The first time I started work at Watani I realised one thing: that even after completing school and university, I had a completely blank experience of the real world. Yes, that was 10 years ago, the feeling of a fresh graduate on the threshold of a journalism career
The first time I started work at Watani I realised one thing: that even after completing school and university, I had a completely blank experience of the real world. Yes, that was 10 years ago, the feeling of a fresh graduate on the threshold of a journalism career. At the time there were five of us who were planning for the launch of Watani’s English language pages. We sat on weekly basis round a huge wooden table with the editor-in-chief discussing which topics would interest English-speaking readers nationally and worldwide.
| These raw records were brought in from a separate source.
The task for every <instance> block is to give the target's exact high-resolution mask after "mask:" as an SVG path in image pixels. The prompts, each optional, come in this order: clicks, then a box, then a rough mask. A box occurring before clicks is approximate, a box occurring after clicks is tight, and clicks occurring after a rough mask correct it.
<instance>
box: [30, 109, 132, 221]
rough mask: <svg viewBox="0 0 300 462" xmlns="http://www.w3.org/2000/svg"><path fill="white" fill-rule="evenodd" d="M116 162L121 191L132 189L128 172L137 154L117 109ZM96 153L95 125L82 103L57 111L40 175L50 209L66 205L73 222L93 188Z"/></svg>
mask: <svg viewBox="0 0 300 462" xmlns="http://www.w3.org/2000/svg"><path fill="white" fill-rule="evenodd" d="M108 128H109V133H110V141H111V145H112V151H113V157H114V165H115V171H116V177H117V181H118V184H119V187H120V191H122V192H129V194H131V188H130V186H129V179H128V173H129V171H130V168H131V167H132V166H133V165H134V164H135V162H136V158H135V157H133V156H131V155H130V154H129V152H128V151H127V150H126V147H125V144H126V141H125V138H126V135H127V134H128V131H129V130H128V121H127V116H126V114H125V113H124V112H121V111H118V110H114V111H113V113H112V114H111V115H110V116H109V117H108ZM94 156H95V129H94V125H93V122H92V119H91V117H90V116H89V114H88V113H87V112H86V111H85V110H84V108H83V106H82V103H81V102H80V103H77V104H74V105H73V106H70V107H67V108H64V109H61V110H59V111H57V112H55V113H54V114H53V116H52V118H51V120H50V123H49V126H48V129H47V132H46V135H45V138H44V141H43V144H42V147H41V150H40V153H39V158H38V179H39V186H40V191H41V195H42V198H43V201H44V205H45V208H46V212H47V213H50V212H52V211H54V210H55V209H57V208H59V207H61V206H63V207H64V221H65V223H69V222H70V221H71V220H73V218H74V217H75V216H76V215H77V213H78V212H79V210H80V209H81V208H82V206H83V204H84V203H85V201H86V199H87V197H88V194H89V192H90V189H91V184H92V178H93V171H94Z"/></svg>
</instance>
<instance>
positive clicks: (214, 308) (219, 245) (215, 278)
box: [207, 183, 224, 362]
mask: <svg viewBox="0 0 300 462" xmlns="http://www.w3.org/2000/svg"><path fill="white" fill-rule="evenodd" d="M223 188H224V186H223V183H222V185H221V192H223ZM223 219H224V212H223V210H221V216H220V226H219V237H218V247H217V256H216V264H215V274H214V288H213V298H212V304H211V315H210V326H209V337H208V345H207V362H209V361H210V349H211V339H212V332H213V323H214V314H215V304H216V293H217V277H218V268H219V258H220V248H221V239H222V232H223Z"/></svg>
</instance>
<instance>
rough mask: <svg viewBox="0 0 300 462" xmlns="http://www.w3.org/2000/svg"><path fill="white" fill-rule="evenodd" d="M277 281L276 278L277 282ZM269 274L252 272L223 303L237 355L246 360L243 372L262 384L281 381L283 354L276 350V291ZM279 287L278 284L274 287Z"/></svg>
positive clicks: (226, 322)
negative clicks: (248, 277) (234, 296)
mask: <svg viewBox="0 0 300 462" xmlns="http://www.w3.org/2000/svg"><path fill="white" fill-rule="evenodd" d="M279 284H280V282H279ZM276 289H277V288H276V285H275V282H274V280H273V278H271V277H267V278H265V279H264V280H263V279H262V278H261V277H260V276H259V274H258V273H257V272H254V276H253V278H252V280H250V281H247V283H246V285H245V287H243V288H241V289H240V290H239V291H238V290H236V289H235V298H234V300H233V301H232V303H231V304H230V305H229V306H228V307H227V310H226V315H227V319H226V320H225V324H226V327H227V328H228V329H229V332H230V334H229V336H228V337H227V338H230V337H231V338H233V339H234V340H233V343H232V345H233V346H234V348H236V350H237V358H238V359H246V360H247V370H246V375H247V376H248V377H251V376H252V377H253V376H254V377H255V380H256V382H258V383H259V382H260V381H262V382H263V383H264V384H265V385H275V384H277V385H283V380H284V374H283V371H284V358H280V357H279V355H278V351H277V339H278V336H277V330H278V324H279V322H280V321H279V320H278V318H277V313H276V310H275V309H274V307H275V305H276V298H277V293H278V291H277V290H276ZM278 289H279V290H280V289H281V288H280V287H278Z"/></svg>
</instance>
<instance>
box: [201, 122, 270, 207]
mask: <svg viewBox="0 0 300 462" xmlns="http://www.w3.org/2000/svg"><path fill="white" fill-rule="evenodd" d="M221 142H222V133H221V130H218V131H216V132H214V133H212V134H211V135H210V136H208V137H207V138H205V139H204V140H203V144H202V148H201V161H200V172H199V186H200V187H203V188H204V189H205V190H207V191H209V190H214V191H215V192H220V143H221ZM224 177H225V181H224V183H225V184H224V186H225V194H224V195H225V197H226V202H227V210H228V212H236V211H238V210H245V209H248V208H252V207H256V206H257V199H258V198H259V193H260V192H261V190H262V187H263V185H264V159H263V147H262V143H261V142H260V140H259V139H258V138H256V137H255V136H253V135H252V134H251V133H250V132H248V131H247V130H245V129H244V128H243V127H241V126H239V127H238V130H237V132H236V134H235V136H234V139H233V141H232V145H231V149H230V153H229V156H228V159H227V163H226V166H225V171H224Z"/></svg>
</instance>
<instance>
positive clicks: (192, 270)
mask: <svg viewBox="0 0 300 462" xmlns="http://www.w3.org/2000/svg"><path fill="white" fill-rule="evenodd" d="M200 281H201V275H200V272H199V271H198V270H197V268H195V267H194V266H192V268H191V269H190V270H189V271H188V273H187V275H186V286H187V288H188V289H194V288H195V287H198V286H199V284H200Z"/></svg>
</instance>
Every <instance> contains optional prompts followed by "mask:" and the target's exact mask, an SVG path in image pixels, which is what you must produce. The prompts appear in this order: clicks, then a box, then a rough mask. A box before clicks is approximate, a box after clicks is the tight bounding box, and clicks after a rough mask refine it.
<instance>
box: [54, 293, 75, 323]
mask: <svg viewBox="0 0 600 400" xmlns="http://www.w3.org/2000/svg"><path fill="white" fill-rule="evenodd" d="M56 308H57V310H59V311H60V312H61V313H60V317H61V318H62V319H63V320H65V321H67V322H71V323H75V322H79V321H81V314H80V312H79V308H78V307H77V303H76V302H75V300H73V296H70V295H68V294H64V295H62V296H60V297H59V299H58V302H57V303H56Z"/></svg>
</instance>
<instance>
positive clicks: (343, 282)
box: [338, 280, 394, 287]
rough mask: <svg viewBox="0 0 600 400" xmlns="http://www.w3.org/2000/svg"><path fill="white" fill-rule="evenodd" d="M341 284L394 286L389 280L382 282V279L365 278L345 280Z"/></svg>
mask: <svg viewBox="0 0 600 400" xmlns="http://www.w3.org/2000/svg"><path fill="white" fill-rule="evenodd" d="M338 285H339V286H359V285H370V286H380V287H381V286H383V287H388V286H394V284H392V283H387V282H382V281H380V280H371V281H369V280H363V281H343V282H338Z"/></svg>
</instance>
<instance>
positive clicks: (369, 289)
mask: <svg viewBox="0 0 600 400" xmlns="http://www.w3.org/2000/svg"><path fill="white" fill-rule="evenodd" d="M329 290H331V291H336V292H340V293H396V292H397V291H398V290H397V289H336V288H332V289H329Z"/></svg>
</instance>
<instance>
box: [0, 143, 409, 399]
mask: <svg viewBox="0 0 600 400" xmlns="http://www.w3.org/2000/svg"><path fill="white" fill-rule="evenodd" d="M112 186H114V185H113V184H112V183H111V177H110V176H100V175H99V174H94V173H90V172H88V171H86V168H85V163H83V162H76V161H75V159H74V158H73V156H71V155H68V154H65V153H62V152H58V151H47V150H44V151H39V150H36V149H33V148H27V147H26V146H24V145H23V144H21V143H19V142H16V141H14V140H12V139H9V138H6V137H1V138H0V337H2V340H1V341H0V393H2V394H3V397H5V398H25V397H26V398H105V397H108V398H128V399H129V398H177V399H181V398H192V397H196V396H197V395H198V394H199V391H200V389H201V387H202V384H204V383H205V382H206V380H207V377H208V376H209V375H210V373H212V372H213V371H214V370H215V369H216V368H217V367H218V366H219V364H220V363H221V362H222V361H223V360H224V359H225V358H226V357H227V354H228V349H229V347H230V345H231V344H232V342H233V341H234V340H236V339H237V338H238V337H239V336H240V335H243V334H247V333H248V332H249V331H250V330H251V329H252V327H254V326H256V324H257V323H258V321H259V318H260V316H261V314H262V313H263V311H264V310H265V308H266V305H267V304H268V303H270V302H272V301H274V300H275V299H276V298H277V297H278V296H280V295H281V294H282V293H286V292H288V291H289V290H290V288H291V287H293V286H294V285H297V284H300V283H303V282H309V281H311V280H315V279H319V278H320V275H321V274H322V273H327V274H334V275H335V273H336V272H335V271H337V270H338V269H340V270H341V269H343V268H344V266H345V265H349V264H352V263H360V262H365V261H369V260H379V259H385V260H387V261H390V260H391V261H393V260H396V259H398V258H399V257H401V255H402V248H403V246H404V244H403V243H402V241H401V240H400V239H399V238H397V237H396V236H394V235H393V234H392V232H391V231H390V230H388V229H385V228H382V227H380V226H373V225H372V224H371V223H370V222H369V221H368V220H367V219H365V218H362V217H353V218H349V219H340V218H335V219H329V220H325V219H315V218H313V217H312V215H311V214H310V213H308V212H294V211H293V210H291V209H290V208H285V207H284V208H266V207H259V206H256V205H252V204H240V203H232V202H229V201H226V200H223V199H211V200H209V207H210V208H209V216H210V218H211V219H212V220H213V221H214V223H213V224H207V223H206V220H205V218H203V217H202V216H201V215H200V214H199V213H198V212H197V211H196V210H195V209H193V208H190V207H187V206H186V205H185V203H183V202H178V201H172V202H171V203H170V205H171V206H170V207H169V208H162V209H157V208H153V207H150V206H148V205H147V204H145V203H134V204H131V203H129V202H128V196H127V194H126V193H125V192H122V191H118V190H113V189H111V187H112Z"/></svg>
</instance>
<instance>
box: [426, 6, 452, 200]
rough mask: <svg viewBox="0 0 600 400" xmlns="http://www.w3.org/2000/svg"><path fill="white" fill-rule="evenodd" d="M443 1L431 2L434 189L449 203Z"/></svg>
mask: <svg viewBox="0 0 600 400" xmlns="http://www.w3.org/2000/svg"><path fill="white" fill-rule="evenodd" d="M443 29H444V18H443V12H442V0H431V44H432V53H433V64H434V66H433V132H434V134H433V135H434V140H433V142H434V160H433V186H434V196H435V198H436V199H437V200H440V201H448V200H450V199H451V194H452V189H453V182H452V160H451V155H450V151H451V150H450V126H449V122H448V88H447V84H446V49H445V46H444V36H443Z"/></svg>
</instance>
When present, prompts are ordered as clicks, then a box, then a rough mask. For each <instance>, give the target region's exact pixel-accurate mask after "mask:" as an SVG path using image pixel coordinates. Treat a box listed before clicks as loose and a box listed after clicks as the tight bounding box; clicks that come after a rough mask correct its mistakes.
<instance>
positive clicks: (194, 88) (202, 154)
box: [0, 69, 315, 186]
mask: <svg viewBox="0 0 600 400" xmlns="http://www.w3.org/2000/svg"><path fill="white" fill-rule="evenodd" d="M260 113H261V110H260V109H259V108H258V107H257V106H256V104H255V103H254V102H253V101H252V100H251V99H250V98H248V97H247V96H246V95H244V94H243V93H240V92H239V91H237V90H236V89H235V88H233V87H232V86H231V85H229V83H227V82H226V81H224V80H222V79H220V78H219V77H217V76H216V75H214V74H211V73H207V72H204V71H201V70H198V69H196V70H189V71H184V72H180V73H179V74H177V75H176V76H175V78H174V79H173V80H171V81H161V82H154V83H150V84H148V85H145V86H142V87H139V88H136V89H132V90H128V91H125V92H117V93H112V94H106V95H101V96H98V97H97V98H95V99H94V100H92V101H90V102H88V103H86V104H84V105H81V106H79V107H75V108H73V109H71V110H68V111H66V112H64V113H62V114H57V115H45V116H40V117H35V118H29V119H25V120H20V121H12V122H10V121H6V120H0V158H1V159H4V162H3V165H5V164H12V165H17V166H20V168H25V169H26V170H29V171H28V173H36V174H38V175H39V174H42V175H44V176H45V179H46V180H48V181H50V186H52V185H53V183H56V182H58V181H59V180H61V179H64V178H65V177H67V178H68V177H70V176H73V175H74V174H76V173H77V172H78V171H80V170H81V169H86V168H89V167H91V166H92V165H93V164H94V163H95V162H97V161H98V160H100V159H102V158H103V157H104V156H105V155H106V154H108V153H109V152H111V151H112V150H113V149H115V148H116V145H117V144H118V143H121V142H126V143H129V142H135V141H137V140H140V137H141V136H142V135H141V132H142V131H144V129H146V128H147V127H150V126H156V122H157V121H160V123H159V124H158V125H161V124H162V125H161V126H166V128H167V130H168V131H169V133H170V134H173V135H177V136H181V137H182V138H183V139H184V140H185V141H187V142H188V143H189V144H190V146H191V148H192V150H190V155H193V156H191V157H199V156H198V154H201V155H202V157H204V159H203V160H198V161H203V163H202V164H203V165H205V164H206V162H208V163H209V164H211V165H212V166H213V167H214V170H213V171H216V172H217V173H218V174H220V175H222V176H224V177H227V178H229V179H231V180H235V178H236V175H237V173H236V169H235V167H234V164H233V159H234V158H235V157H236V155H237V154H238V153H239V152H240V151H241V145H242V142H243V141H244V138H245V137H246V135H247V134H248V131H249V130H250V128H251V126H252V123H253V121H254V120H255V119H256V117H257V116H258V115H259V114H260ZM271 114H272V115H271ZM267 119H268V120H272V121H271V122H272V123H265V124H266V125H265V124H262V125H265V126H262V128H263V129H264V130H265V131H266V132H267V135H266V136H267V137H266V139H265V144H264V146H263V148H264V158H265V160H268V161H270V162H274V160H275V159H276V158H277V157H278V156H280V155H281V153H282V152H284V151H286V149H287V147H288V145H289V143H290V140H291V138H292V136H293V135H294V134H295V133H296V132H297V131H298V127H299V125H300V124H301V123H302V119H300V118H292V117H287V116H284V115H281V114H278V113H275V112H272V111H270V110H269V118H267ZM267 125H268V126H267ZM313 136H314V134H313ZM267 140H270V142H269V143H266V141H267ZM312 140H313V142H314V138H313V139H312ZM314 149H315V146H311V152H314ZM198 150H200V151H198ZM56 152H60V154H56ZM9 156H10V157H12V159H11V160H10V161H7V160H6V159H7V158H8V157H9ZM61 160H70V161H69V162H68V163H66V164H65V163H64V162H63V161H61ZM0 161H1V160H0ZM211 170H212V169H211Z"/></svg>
Like a toddler who watches grown-ups speak, walk and handle matters expertly, I watched, observed, listened and tried to learn timidly without exposing the naïve, ignorant and inexperienced me who would soon enough be asked to report, translate and write in the newspaper.
Celebrating 10 years of our beloved Watani International does not mean we only celebrate the achievement of covering and publishing exclusive stories on the Egyptian street but, for each one of us who contributed to the work, we celebrate the unique opportunity of delving deep into the conscience of the nation, realising that every story has many facets, and that it is our choice to be honest, comprehensive and nonbiased.
After ten years, I know I am no longer a toddler with an innocent look. Experience has taught me that our success in making this paper thrive for a decade is that we were earnest in making a change; this change in making people more aware of their rights and responsibilities.
Though I am writing these lines thousands of miles away from Watani, I feel I am part of it and it holds a great part of me, in shaping part of my character and thinking and experience. It is true that I miss my friends and colleagues a lot, but every time, I open Watani’s website, I go back to my treasured memories of that small room on the second floor overlooking Abdel-Khaleq Tharwat Street where I spent ten cherished years of my life.